Marzolini acepta entusiasmado. Deciden encontrarse esa tarde ahí mismo, en la puerta de la iglesia.

—Ahora tengo que irme —dice la mosquita apechugada. Parte, rauda, y Marzolini se queda sin paseo por la costanera.

Por la tarde ahí está, puntual.

De nuevo aparece sola la mosquita Flor y se lo lleva volando a su casa.

(Yo interrumpo, pido un minuto para ir al baño. Me lavo la cara. Me hablo al espejo: “Llevalo otra vez a la historia de la Flaçon. Sacalo de ahí porque si se mete en la casa de las mosquitas muertas despedite de tu lindo muñeco”. Me siento en el inodoro con la mano sosteniéndome la cabeza por las cejas como la atribulada Flor habrá sostenido la suya en el reclinatorio. Una pregunta para mi amigo filósofo de bar: “¿Hasta dónde hay que respetar la libertad de los demás?”. La pregunta no está bien formulada; mejor que sea más directa: “¿Hasta dónde tengo que respetar la libertad de mi tesoro?”. Y como me la formulé mil veces ya sé la respuesta: “Tengo que respetarla hasta el punto en que yo me percate de que conviene encarrilarlo”. Lo que pasa ahora es que no sé si conviene encarrilarlo.

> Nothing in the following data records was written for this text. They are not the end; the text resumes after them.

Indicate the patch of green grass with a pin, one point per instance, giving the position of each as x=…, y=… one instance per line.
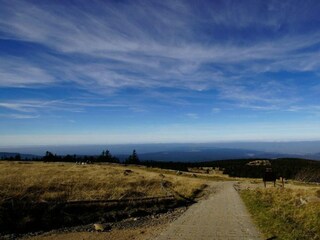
x=279, y=213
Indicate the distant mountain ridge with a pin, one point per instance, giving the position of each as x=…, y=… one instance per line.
x=192, y=155
x=22, y=155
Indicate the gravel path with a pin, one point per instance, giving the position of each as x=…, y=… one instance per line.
x=221, y=216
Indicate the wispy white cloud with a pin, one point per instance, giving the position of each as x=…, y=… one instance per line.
x=141, y=46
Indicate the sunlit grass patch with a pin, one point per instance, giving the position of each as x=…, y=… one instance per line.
x=285, y=213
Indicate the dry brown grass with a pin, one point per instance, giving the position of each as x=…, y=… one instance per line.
x=289, y=213
x=66, y=181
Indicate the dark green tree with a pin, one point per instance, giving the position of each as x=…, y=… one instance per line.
x=133, y=158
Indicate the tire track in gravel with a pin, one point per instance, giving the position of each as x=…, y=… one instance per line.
x=222, y=215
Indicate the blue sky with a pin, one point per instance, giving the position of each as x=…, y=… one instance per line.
x=103, y=72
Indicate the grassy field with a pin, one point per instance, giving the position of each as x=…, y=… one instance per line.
x=42, y=196
x=290, y=213
x=67, y=181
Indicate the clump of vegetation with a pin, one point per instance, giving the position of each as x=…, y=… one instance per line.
x=41, y=196
x=285, y=213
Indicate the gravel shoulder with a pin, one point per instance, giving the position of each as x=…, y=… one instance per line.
x=221, y=216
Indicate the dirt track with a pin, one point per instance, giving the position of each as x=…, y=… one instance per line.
x=221, y=216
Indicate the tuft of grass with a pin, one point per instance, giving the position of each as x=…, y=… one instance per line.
x=58, y=182
x=281, y=213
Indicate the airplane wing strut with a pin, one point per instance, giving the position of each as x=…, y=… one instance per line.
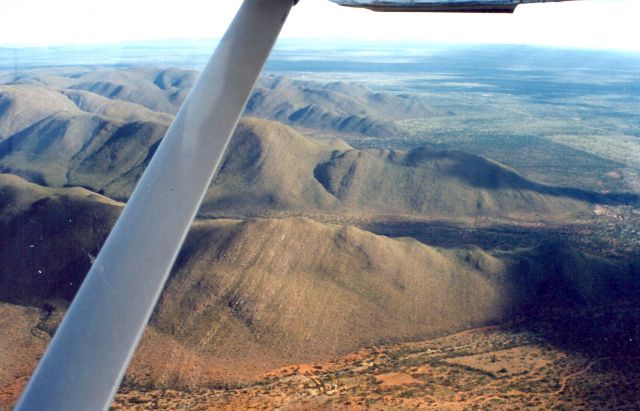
x=89, y=354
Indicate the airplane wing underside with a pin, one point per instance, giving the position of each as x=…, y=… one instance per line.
x=451, y=6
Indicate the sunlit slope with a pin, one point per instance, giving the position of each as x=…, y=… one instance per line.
x=271, y=167
x=248, y=296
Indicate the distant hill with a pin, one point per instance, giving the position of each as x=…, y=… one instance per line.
x=105, y=145
x=337, y=106
x=249, y=296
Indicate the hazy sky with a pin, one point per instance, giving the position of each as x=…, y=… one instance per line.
x=586, y=23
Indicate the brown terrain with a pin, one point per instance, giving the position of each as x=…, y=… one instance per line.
x=498, y=367
x=240, y=305
x=318, y=275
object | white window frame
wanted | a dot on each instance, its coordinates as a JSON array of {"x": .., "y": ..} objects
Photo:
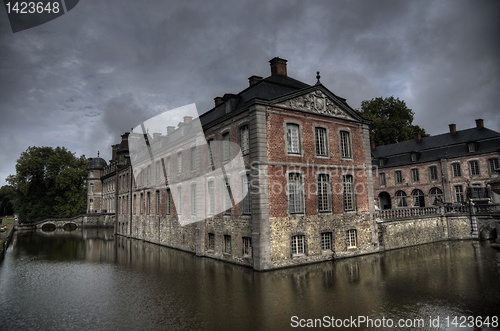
[
  {"x": 321, "y": 141},
  {"x": 295, "y": 193},
  {"x": 345, "y": 144},
  {"x": 293, "y": 139},
  {"x": 298, "y": 245}
]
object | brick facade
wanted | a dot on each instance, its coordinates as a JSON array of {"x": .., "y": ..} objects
[{"x": 274, "y": 228}]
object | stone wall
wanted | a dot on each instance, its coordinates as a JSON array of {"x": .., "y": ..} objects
[
  {"x": 283, "y": 228},
  {"x": 410, "y": 232},
  {"x": 97, "y": 220}
]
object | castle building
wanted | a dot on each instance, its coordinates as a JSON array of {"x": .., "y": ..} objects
[
  {"x": 305, "y": 183},
  {"x": 450, "y": 168}
]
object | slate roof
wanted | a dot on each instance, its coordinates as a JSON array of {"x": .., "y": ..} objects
[
  {"x": 437, "y": 147},
  {"x": 266, "y": 89}
]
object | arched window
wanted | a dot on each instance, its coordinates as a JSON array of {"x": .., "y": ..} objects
[
  {"x": 418, "y": 198},
  {"x": 401, "y": 199},
  {"x": 436, "y": 195}
]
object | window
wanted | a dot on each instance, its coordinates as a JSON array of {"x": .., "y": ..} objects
[
  {"x": 459, "y": 193},
  {"x": 323, "y": 193},
  {"x": 401, "y": 199},
  {"x": 352, "y": 238},
  {"x": 292, "y": 139},
  {"x": 226, "y": 148},
  {"x": 178, "y": 207},
  {"x": 227, "y": 197},
  {"x": 436, "y": 195},
  {"x": 158, "y": 171},
  {"x": 211, "y": 197},
  {"x": 193, "y": 199},
  {"x": 398, "y": 177},
  {"x": 456, "y": 170},
  {"x": 493, "y": 165},
  {"x": 194, "y": 161},
  {"x": 418, "y": 198},
  {"x": 210, "y": 153},
  {"x": 295, "y": 193},
  {"x": 432, "y": 173},
  {"x": 381, "y": 179},
  {"x": 247, "y": 246},
  {"x": 415, "y": 177},
  {"x": 298, "y": 245},
  {"x": 169, "y": 167},
  {"x": 348, "y": 192},
  {"x": 141, "y": 207},
  {"x": 321, "y": 141},
  {"x": 211, "y": 241},
  {"x": 157, "y": 199},
  {"x": 474, "y": 168},
  {"x": 244, "y": 140},
  {"x": 326, "y": 241},
  {"x": 168, "y": 202},
  {"x": 227, "y": 244},
  {"x": 245, "y": 190},
  {"x": 345, "y": 144},
  {"x": 179, "y": 163}
]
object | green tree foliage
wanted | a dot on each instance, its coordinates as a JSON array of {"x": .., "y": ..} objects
[
  {"x": 49, "y": 182},
  {"x": 391, "y": 121},
  {"x": 6, "y": 200}
]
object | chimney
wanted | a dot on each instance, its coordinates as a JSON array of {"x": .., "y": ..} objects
[
  {"x": 453, "y": 128},
  {"x": 254, "y": 80},
  {"x": 218, "y": 101},
  {"x": 480, "y": 123},
  {"x": 278, "y": 67},
  {"x": 418, "y": 137}
]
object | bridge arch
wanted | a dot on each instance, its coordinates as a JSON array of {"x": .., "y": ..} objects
[{"x": 48, "y": 227}]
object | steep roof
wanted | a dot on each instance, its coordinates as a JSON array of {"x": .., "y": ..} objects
[{"x": 437, "y": 147}]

El problema es que en esta ocasión prefiero saber lo que el señor anda buscando. Más de una vez lo vi llegar a un punto en que hasta había peligro de muerte y supe rescatarlo y llevarlo a otro lado con cualquier arma –una vez me levanté, rompí en mi arrebato el velador y lo dejé hablando solo en la oscuridad–, pero ahora no puedo dejar de saber adónde llegó con las dos benditas Bernardetas, adónde llegaron ellas mejor dicho).

Regreso al diván.

—¿Y entonces? —lo incentivo, tapándome las piernas con la manta peluda, fingiendo gestos de indiferencia y un largo bostezo.

Me reprocha que haya estado una hora en el baño y perdido la descripción de la casa de las hermosas, que era una pensión que regenteaba la madre, más que pensión un conventillo, pero raro porque la casa era un viejo palacete enorme mantenido más o menos bien, bastante limpio, con un gran jardín y largos patios interiores. Y que me hubiera perdido la narración de su sorpresa, porque él una noche había estado en esa mansión, cuando había ido a filmar el cuento de esa historia que yo no le había dejado contar nunca. Pero aquella vez, acompañado por el encargado del estudio de grabación, no se había percatado de la inmensidad ni de la singularidad del lugar, porque rápidamente lo habían guiado por unos corredores y lo habían encerrado en el estudio para la filmación.